Class readings this week reminded me of how media culture and media-making are interpreted differently, depending upon which ‘bubble’ you’re in. As a former practitioner and someone who spent a lot of time teaching, thinking about and putting energy into professional practice curricula, the ideas about media use and production that come from those who never went through that professional training gauntlet are often quite surprising. For instance, I enjoyed revisiting Nancy Fraser’s and Michael Warner’s contemporary ideas about ‘publics’. But it was a smaller reading focused on John Dewey’s elevation of technology to a tool of inquiry that caught my attention (and heart).
I found the life of the journalist to be a life of learning – the production itself a sort of afterthought to what was fundamentally a selfish act of ‘being there’. The camera and the editing suite were tools and techniques, and often the formats I had to follow were more efficiently delivered if my reporting was hammered out in a formulaic manner. But the good part was being in the field and having the license to ask questions when the natural impulse is to mind your own business.
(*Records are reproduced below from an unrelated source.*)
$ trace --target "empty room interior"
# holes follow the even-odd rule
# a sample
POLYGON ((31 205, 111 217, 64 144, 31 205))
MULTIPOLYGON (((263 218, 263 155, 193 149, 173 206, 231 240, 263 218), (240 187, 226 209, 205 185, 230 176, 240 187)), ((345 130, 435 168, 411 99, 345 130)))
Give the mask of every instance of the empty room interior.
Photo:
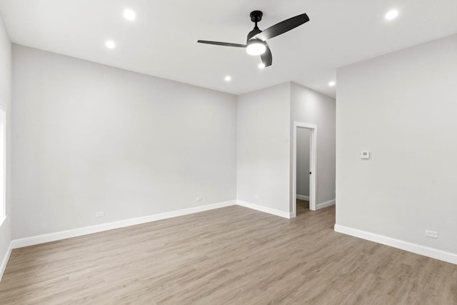
POLYGON ((457 304, 456 16, 0 0, 0 304, 457 304))

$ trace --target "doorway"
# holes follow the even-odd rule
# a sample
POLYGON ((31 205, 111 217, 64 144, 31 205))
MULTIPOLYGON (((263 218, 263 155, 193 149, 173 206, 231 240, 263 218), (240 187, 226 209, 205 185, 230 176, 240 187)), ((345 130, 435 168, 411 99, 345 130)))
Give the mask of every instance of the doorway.
MULTIPOLYGON (((300 161, 303 162, 301 156, 300 156, 300 161)), ((308 199, 309 201, 309 209, 311 211, 316 211, 316 156, 317 156, 317 125, 307 124, 307 123, 301 123, 301 122, 293 122, 293 187, 292 191, 292 214, 293 216, 296 216, 296 201, 297 201, 297 194, 305 196, 304 197, 298 198, 300 199, 308 199), (309 145, 299 145, 298 141, 299 141, 300 138, 302 138, 302 136, 308 135, 308 141, 309 145), (303 152, 303 149, 307 149, 308 148, 308 151, 305 152, 305 157, 308 159, 306 156, 309 155, 309 167, 306 166, 306 171, 308 171, 308 176, 303 179, 303 175, 306 173, 303 172, 303 169, 298 169, 297 171, 297 163, 298 153, 303 152), (300 185, 297 187, 297 176, 300 177, 301 181, 308 181, 308 186, 300 185), (301 191, 304 192, 308 190, 308 196, 306 196, 306 194, 298 194, 298 189, 301 191)))

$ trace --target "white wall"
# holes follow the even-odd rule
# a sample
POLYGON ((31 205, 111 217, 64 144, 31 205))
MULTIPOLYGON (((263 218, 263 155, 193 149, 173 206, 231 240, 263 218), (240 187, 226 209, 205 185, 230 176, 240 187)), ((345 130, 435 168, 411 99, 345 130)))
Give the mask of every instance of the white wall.
POLYGON ((236 199, 234 96, 18 45, 13 65, 14 239, 236 199))
POLYGON ((290 83, 238 96, 238 200, 289 213, 290 117, 290 83))
POLYGON ((309 196, 309 140, 311 132, 297 129, 297 195, 309 196))
MULTIPOLYGON (((0 224, 0 279, 3 274, 1 269, 4 259, 8 254, 8 248, 11 239, 11 44, 6 29, 0 16, 0 107, 6 111, 6 215, 3 224, 0 224)), ((1 213, 3 214, 3 213, 1 213)), ((0 216, 0 222, 2 221, 0 216)))
MULTIPOLYGON (((293 133, 294 121, 317 125, 316 204, 318 206, 329 203, 335 199, 335 99, 292 83, 291 102, 291 134, 293 133)), ((292 155, 293 149, 291 146, 292 155)), ((293 166, 292 162, 291 166, 293 166)), ((293 183, 293 181, 291 182, 293 183)), ((293 204, 291 202, 291 204, 293 204)))
POLYGON ((340 68, 337 84, 336 224, 457 254, 457 35, 340 68))

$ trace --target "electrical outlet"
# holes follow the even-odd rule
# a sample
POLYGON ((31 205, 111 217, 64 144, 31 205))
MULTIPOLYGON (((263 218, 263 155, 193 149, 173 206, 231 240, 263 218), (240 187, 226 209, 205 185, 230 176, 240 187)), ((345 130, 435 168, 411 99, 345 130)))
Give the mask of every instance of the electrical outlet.
POLYGON ((436 232, 435 231, 426 230, 426 236, 431 237, 432 239, 437 239, 438 238, 438 232, 436 232))

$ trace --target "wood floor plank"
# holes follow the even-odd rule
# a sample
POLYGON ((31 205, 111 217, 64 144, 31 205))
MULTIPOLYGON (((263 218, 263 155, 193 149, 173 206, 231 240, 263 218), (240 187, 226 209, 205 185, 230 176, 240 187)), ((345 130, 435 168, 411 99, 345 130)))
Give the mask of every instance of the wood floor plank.
POLYGON ((1 304, 457 304, 457 266, 230 206, 13 250, 1 304))

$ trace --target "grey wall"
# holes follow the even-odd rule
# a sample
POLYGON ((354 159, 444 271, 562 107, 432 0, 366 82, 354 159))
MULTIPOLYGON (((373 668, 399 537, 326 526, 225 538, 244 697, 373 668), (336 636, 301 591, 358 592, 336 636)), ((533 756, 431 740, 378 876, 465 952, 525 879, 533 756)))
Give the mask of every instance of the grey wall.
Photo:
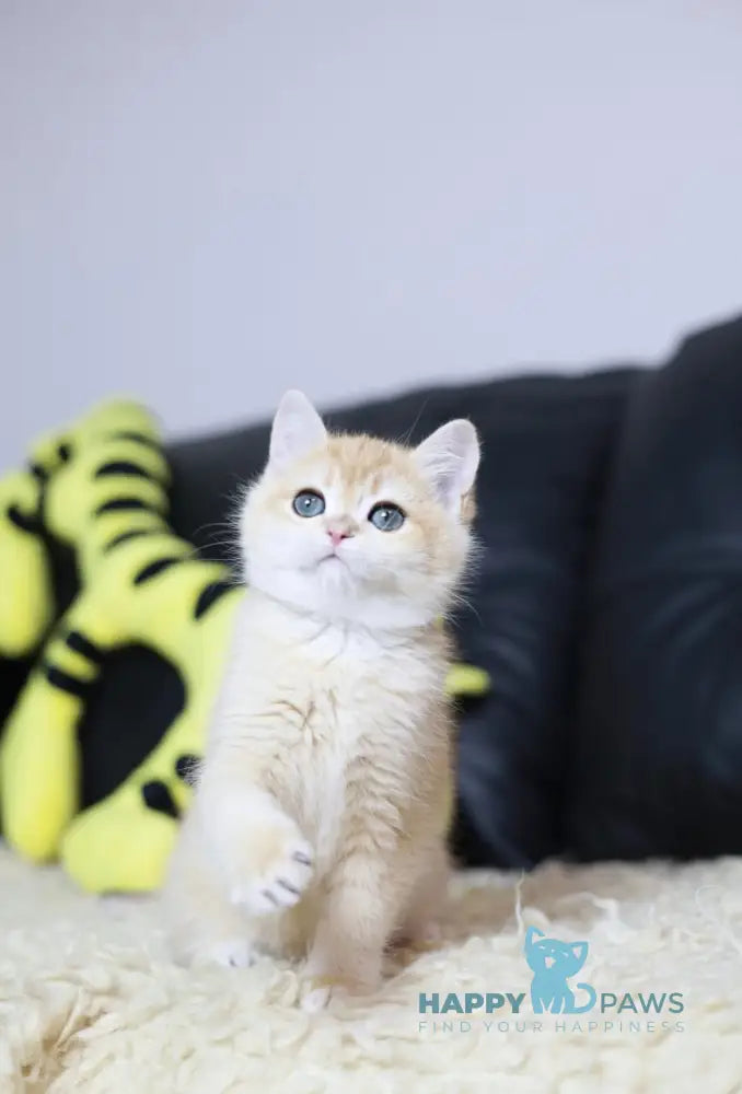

Doing journalism, in my view, wasn’t much of a stretch from doing ethnography or history or other, more scholarly endeavours as an act of inquiry itself (save for the lit search). When the tools to produce media democratized through digitization, here came everybody (apologies to Shirky). Here came public(s) we hadn’t seen or heard much from before. We’re asking in class what that has meant for democratic society. But there are some big assumptions embedded within that question about the conditions of media practice in the old ‘mainstream’. You have to be pretty careful not to over-romanticize the democratic communication landscape that came before.